With Lawrence Halliday, who had taken over attendance on her mother when Dr Howarth, the senior partner of the practice, retired, she had thought that all would be well. It was not quite love, but for the first time in her life she had felt an untroubled sense of appropriation. This, she imagined, was how other women felt when they met their future husbands. Professional propriety had stood between them, and nothing had taken place, either inside or outside the drawing-room, but she could see his deference, could see that he was impressed by her demeanour, and had indeed, on those occasions when they drank their sherry so thoughtfully, with talk only of her mother, eyed him impassively, objectively, acknowledging that he pleased her, but not yet inclined to break the spell of good manners that lay on them both.
He was weak, she could see that: he flushed too readily, was uneasy when not being a doctor. Although his accent and speech were classless, she sensed a lifetime of scholarships behind him, and an eager mother in the background to whom he occasionally spoke roughly but to whom he was devoted. She sensed that his arrival in the Cheltenham Terrace practice was the realization of a lifetime’s dreams and ambitions, and that he was on his best behaviour, impressed, in spite of himself, by the massive shadowy comfort of Albert Hall Mansions. She could also see that he would need to shed these good manners from time to time, would seek noisy company, might have tastes which did not quite accord with his professional dignity. She felt that she could take care of all this. He must be cultivated, he must be guided, he must be made to feel comfortable. She would be happy to make him comfortable. In return he would make her into a married woman, and together they would both look after her mother. For it was unthinkable that she should abandon her mother, now that she was obviously failing, and Albert Hall Mansions was big enough for all of them.
It was not quite love, but it had seemed like destiny. What he felt she never knew. She could see that she impressed him, that he too thought in terms of what was fitting. She thought gravely about what might unite the two of them but sought to contain her mother’s too obvious enthusiasm. Love came later, when he in his turn disappeared, and disappeared in the company of another woman, whose confident and confiding tones had made him bold. Then love took over, together with desolation and a sense of failure. She had sat in the drawing-room for many evenings, alone, after her mother had gone to bed, and fought hard with herself for control and mastery of her feelings. She knew what she had to do. What she had to do was to be perfectly courteous, always, to convey to him no sign of disappointment, to make no violent gulping scene such as a lesser woman might make. She saw that the effort she would be demanding of him would have been too much for him. Nothing was said; everything was understood. ‘Don’t upset my mother,’ she had said. ‘I will tell her later.’ He had been relieved. But she had told her mother nothing.

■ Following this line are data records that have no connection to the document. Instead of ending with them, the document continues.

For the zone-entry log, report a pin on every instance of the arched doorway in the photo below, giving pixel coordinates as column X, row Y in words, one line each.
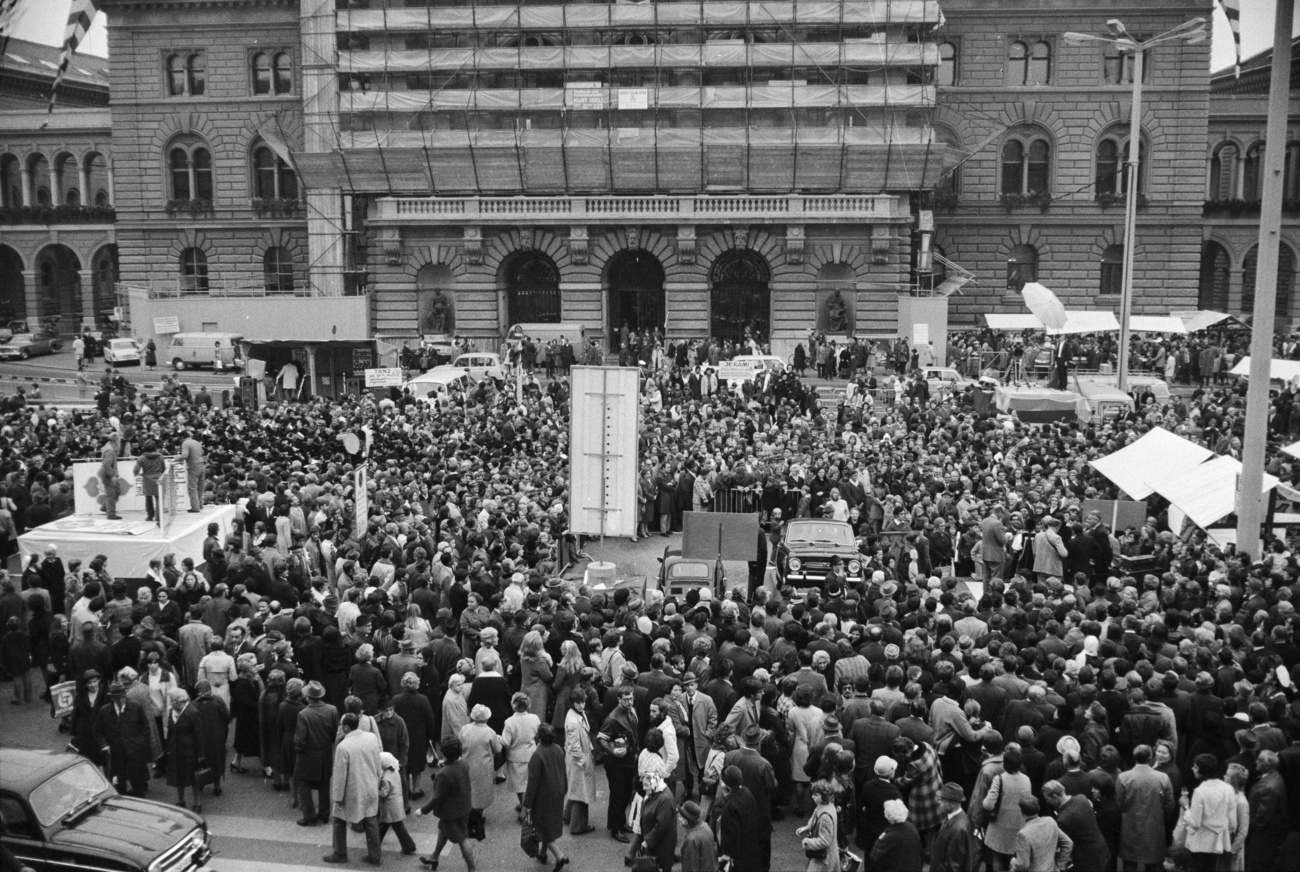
column 104, row 273
column 59, row 286
column 532, row 289
column 740, row 296
column 635, row 281
column 13, row 295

‘You’re terribly thin, Anna,’ he had said. ‘Are you sure you’re looking after yourself properly?’ ‘You’re terribly thin,’ he had said again at Mrs Marsh’s party. ‘You’d better come and see me.’
That was what she had brought home from the party, not the promise of pleasing Nick, for she knew that he found her ridiculous, with her flushed face and her careful clothes. And with this realization came an increasing coldness, as if the eager feelings with which she had anticipated the party had been overcome by reason and by hard fact, against which they had no defence. He did not even dislike her enough to feel antagonistic, as she suddenly and shockingly did. As if to disguise this unpleasantness she sought to please him, as that imagined other woman would have done, assumed a look of sparkling animation, darted forward, as Mrs Marsh, in black, with a crescent of dusty diamonds pinned to her left shoulder, came trudging in with a tray of slightly burnt sausages and a dish of mustard. Briefly they wrestled for control of the tray until Mrs Marsh moved inexorably on.
‘Where do you live in London?’ she had asked.
‘Notting Hill Gate,’ he had answered briefly, spraying her with his meaty breath.
His breath changed to cheese, as Lucy, his niece, offered tiny Welsh rarebits, and then to garlic as Mrs Duncan came by with the crudités. All this time he kept his eyes firmly in front of him, as if in implacable refusal of her presence.
‘Have you any children?’ she had asked desperately.
His dark jowled face swung briefly in her direction, one eyebrow lifted, the eye expressing surprise.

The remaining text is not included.